The Court has referred the appeal against the environmental authorisation for the proposed Thabametsi coal-fired power station back to the Minister of Environmental Affairs on the basis that its impact on climate change had not properly been considered.

In South Africa’s first climate change lawsuit, environmental justice organisation ELA challenged Environmental Affairs Minister Edna Molewa’s rejection of its appeal against the approval given to the planned coal-fired power station in Limpopo.

At the hearing, ELA argued that:

  • the DEA granted the environmental authorisation for Thabametsi without adequate information about the station’s climate change impacts; and
  • on appeal by ELA, the Minister of Environmental Affairs correctly called for a climate change impact assessment for the power station, but should have referred Thabametsi’s application back to the DEA to make a fresh decision about the authorisation, once properly informed by the findings of that climate impact assessment. Instead, the Minister rejected ELA’s appeal, thereby upholding the authorisation.

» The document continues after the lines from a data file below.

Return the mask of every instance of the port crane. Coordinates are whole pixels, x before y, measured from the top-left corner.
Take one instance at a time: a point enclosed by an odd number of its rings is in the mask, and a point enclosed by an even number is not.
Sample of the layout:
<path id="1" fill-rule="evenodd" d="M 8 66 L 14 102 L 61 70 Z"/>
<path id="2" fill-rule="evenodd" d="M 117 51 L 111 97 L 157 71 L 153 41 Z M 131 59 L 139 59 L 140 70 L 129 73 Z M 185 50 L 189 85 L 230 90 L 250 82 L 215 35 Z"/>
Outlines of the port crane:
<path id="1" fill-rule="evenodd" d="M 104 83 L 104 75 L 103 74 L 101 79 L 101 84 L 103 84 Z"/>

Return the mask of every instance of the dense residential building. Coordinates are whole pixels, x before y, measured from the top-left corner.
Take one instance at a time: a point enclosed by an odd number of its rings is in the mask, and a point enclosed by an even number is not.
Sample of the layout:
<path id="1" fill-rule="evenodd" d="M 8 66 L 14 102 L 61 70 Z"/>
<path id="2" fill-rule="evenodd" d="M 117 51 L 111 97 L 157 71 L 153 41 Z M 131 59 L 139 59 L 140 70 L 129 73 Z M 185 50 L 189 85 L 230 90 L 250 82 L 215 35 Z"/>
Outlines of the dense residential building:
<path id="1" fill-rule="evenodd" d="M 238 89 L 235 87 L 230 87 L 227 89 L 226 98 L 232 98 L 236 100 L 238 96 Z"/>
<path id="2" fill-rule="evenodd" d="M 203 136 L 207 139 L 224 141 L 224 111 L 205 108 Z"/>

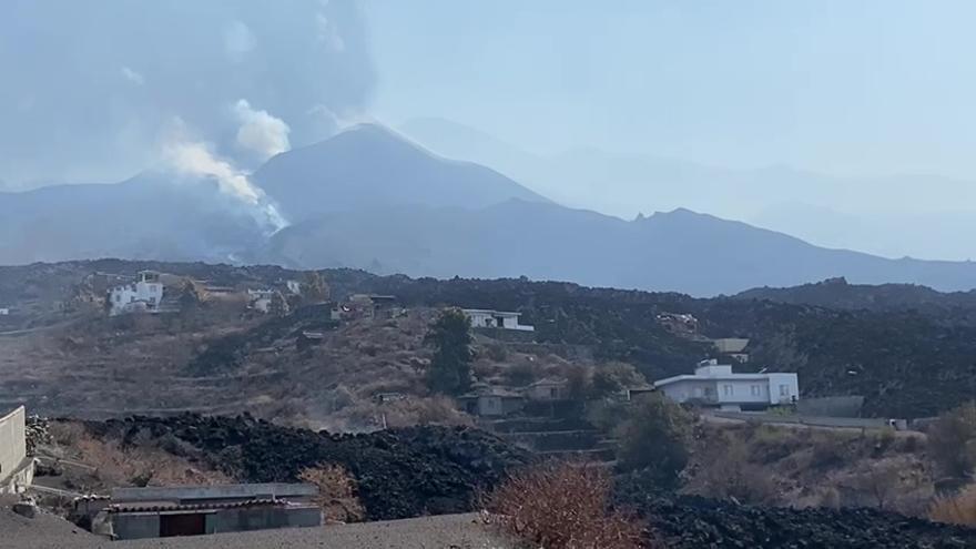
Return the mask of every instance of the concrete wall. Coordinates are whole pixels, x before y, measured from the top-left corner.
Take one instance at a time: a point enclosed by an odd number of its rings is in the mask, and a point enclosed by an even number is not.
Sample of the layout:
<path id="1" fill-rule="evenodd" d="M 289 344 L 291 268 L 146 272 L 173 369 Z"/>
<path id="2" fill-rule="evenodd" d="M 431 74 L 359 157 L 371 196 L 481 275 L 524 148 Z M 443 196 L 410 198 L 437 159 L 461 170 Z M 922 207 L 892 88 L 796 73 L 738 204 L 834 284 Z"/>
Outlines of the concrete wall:
<path id="1" fill-rule="evenodd" d="M 205 533 L 322 526 L 322 510 L 315 506 L 241 507 L 199 514 L 205 515 Z M 118 539 L 159 538 L 160 522 L 157 512 L 118 512 L 112 515 L 112 531 Z"/>
<path id="2" fill-rule="evenodd" d="M 27 458 L 26 420 L 23 406 L 0 417 L 0 484 L 20 470 Z"/>
<path id="3" fill-rule="evenodd" d="M 114 514 L 112 532 L 118 539 L 159 538 L 160 516 L 152 512 Z"/>
<path id="4" fill-rule="evenodd" d="M 213 525 L 215 533 L 321 526 L 322 510 L 318 507 L 223 509 L 214 516 Z M 207 531 L 209 527 L 210 523 Z"/>
<path id="5" fill-rule="evenodd" d="M 881 429 L 888 426 L 888 420 L 883 418 L 779 416 L 775 414 L 736 411 L 713 411 L 711 414 L 726 419 L 753 420 L 771 425 L 806 425 L 810 427 L 830 427 L 835 429 Z"/>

ELA noted that the approval was granted by the Department of Environmental Affairs (DEA) even though there had been no comprehensive assessment of the ‘climate change impacts’ of this new coal-fired power station.

The judgement, handed down on 8 March 2017, makes clear that the DEA and the Minister should have given proper consideration to the climate change impacts of the proposed coal-fired power station before a decision could have been made to allow it to go ahead.

The court has therefore ordered that the Minister reconsiders the appeal, now taking into account a full climate change impact assessment report, and all public comments received.

Makoma Lekalakala of ELA says: “We welcome this judgement, which sends a strong message to government and all developers proposing projects with potentially significant ‘climate change impacts’ in South Africa that permission cannot be given for such projects unless the climate change impacts have been properly assessed.

“South Africa is a water-stressed country, and the Waterberg, where the power station would be located, is a particularly water-stressed area. Climate impacts are a big deal for communities and farmers who depend on the limited water available.”

The Centre for Environmental Rights (CER) on behalf of ELA, submitted comments on Thabametsi’s draft climate change impact assessment on 27 February 2017.

The final climate change impact assessment is due to be submitted to the DEA and made available for final comment this month.

CER attorney Nicole Loser notes: “A climate change impact assessment requires far more than an assessment of the proposed project’s greenhouse gas emissions.  Climate change is going to have a significant impact on South Africa’s water availability and will result in extreme weather events such as floods and droughts.

“We are very relieved that the court has recognised the need for an assessment of the power station’s contribution and exposure to these impacts.”